345. Der Kessel mit Butter

[324] Unter einem Berg des Vispertales, nicht weit von Alttesch, soll ein ganzes Dorf mit Kirche und Häusern vergraben liegen, und die Ursache dieses Unglücks wird so erzählt: Eine Bäuerin stand vorzeiten an ihrem Herd und hatte einen Kessel mit Anke, welche sie auslassen wollte, über dem Feuer hangen; der Kessel war gerade halb voll Sud. Da kam ein Mann des Weges vorbei und sprach sie an, daß sie ihm etwas von der Anke zu seiner Speise geben möchte.

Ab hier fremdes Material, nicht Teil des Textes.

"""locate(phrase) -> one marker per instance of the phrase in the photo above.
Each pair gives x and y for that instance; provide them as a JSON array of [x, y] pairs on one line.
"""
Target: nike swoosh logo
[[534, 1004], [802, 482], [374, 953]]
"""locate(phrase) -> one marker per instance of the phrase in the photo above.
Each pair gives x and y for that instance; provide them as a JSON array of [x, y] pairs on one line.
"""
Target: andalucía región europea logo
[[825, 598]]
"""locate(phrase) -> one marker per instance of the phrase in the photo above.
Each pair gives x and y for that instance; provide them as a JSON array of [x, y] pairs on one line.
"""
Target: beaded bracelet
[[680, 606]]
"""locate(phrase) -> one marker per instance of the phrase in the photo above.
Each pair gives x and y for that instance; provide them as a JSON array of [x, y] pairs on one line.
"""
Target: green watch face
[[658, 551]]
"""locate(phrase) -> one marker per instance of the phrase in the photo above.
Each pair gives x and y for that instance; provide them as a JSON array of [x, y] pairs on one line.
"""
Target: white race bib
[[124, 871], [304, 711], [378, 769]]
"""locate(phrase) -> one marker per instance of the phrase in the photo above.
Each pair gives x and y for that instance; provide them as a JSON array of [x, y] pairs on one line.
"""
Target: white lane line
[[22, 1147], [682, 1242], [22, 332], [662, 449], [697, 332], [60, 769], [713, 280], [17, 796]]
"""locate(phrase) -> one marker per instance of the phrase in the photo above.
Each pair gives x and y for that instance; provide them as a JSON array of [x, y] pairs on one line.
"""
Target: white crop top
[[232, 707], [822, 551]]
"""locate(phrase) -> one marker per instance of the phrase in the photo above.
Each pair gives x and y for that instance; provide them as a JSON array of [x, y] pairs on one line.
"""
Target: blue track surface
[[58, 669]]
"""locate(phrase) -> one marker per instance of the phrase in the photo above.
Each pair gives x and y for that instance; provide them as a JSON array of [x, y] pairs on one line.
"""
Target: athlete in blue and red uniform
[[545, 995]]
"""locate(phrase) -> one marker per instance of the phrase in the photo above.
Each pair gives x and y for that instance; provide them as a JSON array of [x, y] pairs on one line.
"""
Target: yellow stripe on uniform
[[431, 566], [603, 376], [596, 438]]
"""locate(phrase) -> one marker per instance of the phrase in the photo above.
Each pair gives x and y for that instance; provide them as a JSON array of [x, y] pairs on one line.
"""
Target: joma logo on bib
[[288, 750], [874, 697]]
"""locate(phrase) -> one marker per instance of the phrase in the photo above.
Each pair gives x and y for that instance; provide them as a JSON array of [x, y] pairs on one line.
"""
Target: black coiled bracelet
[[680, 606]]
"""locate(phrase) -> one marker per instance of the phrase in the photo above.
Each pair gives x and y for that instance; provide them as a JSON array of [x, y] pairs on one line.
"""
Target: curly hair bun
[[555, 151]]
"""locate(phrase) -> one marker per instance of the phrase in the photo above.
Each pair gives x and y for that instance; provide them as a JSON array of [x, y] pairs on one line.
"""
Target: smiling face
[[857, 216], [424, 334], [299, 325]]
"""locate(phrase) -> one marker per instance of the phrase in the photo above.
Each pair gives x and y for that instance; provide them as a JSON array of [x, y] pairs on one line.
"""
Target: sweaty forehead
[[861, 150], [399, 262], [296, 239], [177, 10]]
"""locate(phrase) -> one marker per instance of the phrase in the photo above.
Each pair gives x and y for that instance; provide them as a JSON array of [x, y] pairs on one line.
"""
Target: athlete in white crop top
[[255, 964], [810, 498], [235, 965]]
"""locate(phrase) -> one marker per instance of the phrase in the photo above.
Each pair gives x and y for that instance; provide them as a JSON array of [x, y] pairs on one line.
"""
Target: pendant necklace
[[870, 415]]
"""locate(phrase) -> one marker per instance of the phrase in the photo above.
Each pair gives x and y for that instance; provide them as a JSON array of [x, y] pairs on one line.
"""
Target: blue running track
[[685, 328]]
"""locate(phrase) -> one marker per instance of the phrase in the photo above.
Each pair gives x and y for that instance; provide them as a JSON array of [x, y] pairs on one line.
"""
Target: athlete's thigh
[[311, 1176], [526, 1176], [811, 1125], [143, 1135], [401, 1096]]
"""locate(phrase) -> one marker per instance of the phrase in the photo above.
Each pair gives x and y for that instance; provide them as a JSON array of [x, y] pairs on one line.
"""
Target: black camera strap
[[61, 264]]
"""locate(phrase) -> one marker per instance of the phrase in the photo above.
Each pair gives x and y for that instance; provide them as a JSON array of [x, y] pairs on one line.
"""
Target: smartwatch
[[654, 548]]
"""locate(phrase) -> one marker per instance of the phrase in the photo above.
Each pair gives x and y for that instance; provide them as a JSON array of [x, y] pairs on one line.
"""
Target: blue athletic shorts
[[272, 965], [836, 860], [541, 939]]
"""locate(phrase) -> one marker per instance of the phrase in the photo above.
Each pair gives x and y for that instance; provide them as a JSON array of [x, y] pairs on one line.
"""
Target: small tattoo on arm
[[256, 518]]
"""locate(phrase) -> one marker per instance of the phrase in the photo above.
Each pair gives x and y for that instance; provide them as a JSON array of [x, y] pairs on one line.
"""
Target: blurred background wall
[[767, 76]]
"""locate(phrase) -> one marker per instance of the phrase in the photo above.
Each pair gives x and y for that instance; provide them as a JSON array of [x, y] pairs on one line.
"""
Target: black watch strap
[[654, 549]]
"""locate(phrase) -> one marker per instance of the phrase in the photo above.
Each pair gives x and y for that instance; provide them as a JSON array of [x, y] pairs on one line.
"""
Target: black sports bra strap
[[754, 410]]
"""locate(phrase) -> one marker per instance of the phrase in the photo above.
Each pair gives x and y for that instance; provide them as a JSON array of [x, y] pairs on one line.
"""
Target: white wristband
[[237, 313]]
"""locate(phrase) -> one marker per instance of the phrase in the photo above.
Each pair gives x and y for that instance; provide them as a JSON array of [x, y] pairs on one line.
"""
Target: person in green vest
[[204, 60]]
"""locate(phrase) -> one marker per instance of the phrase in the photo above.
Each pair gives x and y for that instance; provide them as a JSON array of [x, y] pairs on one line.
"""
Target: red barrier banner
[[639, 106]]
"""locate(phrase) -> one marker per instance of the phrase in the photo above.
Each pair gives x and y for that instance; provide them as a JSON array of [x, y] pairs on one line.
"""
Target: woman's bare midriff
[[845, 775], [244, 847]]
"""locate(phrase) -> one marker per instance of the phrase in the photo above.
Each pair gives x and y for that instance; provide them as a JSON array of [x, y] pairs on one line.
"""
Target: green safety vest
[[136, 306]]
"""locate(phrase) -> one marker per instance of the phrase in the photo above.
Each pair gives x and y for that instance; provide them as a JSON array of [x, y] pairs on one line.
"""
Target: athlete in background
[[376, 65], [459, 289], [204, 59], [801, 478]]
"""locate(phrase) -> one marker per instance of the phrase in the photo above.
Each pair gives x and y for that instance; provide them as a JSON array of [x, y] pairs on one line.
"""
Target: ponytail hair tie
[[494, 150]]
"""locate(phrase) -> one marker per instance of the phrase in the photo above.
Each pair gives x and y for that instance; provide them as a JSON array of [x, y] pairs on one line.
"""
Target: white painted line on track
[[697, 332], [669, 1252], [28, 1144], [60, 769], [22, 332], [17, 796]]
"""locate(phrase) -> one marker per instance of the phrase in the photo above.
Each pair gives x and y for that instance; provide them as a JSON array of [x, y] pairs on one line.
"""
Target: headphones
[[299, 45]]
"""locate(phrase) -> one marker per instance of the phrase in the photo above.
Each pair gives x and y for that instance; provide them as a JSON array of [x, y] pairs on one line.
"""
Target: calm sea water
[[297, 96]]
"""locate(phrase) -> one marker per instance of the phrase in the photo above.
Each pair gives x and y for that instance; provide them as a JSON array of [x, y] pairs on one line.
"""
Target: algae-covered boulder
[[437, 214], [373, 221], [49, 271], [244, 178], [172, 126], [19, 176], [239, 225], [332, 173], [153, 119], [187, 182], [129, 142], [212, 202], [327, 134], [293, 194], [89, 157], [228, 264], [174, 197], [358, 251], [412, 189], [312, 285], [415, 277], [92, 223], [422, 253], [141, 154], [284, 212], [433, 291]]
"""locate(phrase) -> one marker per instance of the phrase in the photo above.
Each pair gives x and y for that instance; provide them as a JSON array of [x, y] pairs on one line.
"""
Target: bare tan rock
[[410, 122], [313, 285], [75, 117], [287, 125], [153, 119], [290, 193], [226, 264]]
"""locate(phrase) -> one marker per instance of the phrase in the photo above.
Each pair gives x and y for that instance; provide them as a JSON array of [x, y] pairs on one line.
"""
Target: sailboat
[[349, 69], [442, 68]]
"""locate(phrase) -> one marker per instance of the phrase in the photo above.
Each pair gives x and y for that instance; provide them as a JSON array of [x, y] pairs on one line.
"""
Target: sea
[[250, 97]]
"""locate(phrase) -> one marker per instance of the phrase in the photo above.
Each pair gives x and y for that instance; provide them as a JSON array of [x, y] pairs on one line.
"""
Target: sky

Die Frau war aber hartherzig und sagte: »Ich brauch alles für mich selber und kann nichts davon verschenken.« Da wandte sich der Mann und sprach: »Hättest du mir ein weniges gegeben, so wollt ich deinen Kessel so begabt haben, daß er stets bis zum Rand voll gewesen und nimmer leer geworden wäre.« Dieser Mann war unser Herrgott selber. Das Dorf aber war seit der Zeit verflucht und wurde von einem Bergsturz ganz überschüttet, so daß nichts mehr davon am Licht ist als die Fläche des Kirchenaltars, der ehedem im Ort gestanden; über den fließt nämlich jetzt das Bächlein, das vorher unter ihm hingeflossen und sich nun durch die Schlucht der Felsen windet.[324]

Quelle:
Jacob und Wilhelm Grimm: Deutsche Sagen. Zwei Bände in einem Band. München [1965], S. 324-325.